The urban planning concept for this new development area envisions not to house different types of facilities in separate buildings, but rather combine them all under one roof. Put into practice as a theme with variations, it allows the afore mentioned asymmetrical and cross-shaped pre-fabricated element to “dress” the retail, office and residential storeys uniformly, without concealing the differences. The ground floor, comprising a foyer, restaurant and retail stores, is dominated by large areas of glazing, intersected by concrete supporting pillars, which carry the pre-fabricated elements of the first floors. On the first, second and third storeys there are offices. The façade here is structured into a grid: four cross -shaped pre-fabricated elements enclose one window element respectively. From the fourth floor upwards, the residential usage of the build ing becomes apparent. Loggias and higher windows create an ampler rhythm; the façade element was also continued in these areas with slight variations. The apartments on the fifth floor have been allocated rooftop terraces to be able to step outside and also offer additional storage space. The residential storeys and offices can be accessed through a shared foyer, with separate elevators and communal fligh ts of stairs.

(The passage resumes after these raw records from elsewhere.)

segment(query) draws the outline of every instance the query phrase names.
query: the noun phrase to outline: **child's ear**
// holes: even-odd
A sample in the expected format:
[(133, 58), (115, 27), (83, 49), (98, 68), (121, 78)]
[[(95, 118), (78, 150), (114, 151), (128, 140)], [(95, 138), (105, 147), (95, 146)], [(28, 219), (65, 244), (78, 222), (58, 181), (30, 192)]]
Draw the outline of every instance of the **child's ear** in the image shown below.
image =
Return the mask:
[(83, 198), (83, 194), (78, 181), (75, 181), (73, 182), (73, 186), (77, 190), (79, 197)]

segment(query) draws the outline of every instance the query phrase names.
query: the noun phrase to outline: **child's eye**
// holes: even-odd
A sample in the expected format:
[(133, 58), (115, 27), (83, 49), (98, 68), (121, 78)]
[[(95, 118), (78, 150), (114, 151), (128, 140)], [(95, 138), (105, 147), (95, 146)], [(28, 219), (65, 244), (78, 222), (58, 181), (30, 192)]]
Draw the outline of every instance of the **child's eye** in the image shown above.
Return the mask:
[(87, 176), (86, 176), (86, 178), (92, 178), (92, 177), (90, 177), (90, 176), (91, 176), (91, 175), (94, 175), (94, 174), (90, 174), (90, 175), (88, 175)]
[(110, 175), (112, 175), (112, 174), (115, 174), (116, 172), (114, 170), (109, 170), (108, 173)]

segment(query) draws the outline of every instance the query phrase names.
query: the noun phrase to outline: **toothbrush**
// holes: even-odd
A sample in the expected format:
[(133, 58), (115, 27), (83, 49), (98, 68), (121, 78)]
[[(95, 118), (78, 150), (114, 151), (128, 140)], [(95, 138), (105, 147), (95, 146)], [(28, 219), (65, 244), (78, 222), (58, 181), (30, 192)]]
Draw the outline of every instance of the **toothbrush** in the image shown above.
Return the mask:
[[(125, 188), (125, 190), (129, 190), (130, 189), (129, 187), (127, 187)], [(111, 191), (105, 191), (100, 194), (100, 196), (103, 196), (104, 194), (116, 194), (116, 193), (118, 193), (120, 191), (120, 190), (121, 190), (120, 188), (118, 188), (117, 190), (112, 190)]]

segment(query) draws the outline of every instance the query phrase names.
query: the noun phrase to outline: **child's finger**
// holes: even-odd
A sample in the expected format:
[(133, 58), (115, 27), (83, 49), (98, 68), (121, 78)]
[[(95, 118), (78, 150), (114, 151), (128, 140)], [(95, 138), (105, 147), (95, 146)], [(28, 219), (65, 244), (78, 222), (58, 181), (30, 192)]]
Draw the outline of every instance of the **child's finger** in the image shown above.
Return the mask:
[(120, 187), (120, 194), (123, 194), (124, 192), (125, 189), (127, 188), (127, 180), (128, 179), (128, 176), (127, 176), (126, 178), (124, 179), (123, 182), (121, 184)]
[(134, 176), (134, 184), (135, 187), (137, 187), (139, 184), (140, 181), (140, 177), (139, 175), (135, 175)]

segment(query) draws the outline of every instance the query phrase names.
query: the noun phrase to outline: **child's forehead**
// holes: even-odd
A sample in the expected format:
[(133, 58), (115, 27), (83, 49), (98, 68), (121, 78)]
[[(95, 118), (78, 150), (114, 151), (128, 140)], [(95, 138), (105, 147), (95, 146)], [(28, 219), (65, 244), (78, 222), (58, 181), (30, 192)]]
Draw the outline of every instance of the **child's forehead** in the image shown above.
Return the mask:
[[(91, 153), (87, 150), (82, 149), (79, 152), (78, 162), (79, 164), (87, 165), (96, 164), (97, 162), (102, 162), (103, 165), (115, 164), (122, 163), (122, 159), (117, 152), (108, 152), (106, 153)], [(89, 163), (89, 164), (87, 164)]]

As city component S40, the building is embedded in the urban planning concept “Schwabinger Tor”. The individual complexes are offset to one another to create an urban assemblage of plazas and alleys. A prominence in the western façade of the six-storey compact structure forms a head-end, which together with the neighbouring buildings encloses a small square with playgrounds. This head of the building lies at a visual axis to Leopoldstrasse and has become an eye -catcher for passers-by. Its distinctive façade will thus also contribute to creating an identity for the newly erected quarter.